There are many shipwrecks in which the waves, fashioned apparently of plaster of Paris, are very terrifying. Gun accidents are numerous and troubles arising from fireworks not uncommon. Tramcar accidents, including the collisions of the same, are frequent. There are incidents also of a simpler type. In one, for instance, a gentleman is represented as slipping—probably on a banana skin—on the Rampe at Monaco. He is falling heavily. Another shows a lady of eighty-three, nicely dressed and with a fan in her hand, walking indiscreetly at 7 P.M. on a plank projecting over a precipice. There is a mansion in the background from which a man—of the same size as the houses—is running to the scene of this imprudent act.
There are also in the collection misadventures of an unusual character. Thus on a mountain road huge rocks are falling, in some profusion, on an omnibus. In a painting dated 1863 a child, aged fifteen months, is being eaten by a pig. The pig seems to have dragged the infant out of a cradle by its ear in order to consume it with greater ease.
Some accidents may be classified as vicarious. For example a man is shown beating a mule. He does this without inconvenience to himself; but the resentful mule, who is evidently no discerner of persons, is kicking another (and probably quite innocent) man very cruelly in the stomach with its fore hoof.
LAGHET: ONE OF THE CLOISTERS.
Then too there are complex happenings which must have involved a great strain upon the invention and resource of any artist who wished to be accurate. For instance here is a house being struck by lightning. The house, for the sake of clearness, is shown in section, like a doll’s house with the front open. In an upper chamber are members of the family engaged in cooking. The lightning passes ostentatiously through the room, leaving the occupants unharmed; but it escapes by the front door and there kills a donkey which is lying dead on the doorstep. Then again the average artist if asked how he would proceed to paint a picture to illustrate “recovery from inflammation of the right jaw” might find himself perplexed since the subject is so lacking in tangible incident. The ingenious limner of Laghet is, however, at no loss and proceeds to carry out the commission, with a light heart and in the following fashion. We see a bedroom with a bed in it and a chair. There are pictures on the wall. There is a table on which are a candle, a cup and a species of pot. On a cane sofa sits a solitary gentleman dressed in a frock coat and light trousers. His face is tied up in a handkerchief. The right side of the face is swollen. He appears to be about to leap from the sofa, his eyes being directed to a vision of the Madonna in a cloud on the wall. The picture clearly suggests that the sufferer has been laid up in bed; the candle hints at restless nights; the cup and pot at medical treatment. The fact that the patient is clothed in a frock coat shows improvement, while his apparent intention to spring from the sofa conveys the idea that the final cure has been sudden.

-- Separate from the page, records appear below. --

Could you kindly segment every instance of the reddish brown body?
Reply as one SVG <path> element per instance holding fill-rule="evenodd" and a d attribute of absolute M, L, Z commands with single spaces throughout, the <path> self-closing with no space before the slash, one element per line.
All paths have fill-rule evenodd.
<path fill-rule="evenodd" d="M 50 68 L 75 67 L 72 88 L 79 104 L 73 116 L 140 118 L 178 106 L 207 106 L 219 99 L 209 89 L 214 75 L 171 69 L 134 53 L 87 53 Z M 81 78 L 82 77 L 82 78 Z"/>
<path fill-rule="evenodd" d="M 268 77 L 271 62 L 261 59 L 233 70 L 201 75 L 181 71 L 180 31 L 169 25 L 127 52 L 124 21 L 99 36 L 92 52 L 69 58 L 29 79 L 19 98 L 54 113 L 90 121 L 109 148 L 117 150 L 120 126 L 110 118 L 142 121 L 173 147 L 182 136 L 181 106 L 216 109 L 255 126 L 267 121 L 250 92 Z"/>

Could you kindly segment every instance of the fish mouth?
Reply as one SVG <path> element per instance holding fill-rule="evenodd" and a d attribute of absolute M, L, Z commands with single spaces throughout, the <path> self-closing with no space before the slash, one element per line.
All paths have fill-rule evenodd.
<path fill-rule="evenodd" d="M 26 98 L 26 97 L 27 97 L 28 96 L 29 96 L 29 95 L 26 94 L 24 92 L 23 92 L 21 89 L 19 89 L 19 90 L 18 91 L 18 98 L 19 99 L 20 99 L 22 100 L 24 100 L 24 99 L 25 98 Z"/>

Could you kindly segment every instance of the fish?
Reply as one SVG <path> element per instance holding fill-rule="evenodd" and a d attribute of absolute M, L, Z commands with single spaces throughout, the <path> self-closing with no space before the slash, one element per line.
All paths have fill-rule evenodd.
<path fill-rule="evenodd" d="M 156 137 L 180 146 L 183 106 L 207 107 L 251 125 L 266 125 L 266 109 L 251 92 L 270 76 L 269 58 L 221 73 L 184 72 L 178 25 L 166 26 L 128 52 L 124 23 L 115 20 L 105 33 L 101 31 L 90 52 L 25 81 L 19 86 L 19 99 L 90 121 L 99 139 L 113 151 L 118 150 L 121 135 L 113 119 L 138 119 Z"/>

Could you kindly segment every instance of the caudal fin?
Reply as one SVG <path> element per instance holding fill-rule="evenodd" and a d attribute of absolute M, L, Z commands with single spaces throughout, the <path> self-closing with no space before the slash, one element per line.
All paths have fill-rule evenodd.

There are very many sick-room scenes, complete with puzzled doctors and weeping relations around the bedside. In certain of these illustrations individual and unpleasant symptoms are depicted with so conscientious a determination and so complete a disregard for the feelings of the onlooker as fully to support the dictum that “Art is Truth.”
One picture may have puzzled the hanging committee of Laghet. It depicts a smiling man being released from prison. The occasion is one that no doubt evoked thankfulness on the part of the captive, but the inference that his incarceration was an “accident” opens up a legal point of some delicacy. Curious presents have been bestowed upon Laghet. Among them is the gift of the Princess Maria Josephina Baptista. It consisted of a silver leg of the same size and weight as her own leg which was happily cured at the convent.
In certain places on the walls of this strange Cloister of Calamity hang crutches and sticks, discarded surgical appliances, boots for deformed feet, spinal supports and splints. They speak for themselves. The little crutches and the little splints speak with especial eloquence; while, as a most pathetic object amid the grosser implements of suffering, is a small steeled shoe which must have belonged to a very tiny pilgrim indeed.
On the cross-piece of one crutch a swallow has built a nest. The crutch and the swallow may almost be taken as symbolic of Laghet—the crutch the emblem of the halting cripple, the swallow of the joyous heart winging its way through the blue of heaven.
|
“The Rivieras,” by Augustus J. Hare, London, 1897, p. 80. |
BETWEEN Monte Carlo and Mentone is the little town of Roquebrune. It stands high up on the flank of that range of hills which follows the road and which shuts out, like a wall, all sight of the world stretching away to the north.
Certain conventional phrases are used in describing the site of a village or small town. When it lies at the bottom of a hill it “nestles” and when it approaches the top it “perches.” Roquebrune is distinctly “perched” upon the hillside. Indeed it appears to cling to it as a house-martin clings to sloping eaves and to keep its hold with some difficulty. The town looks unsteady, as if it must inevitably slip downwards into the road.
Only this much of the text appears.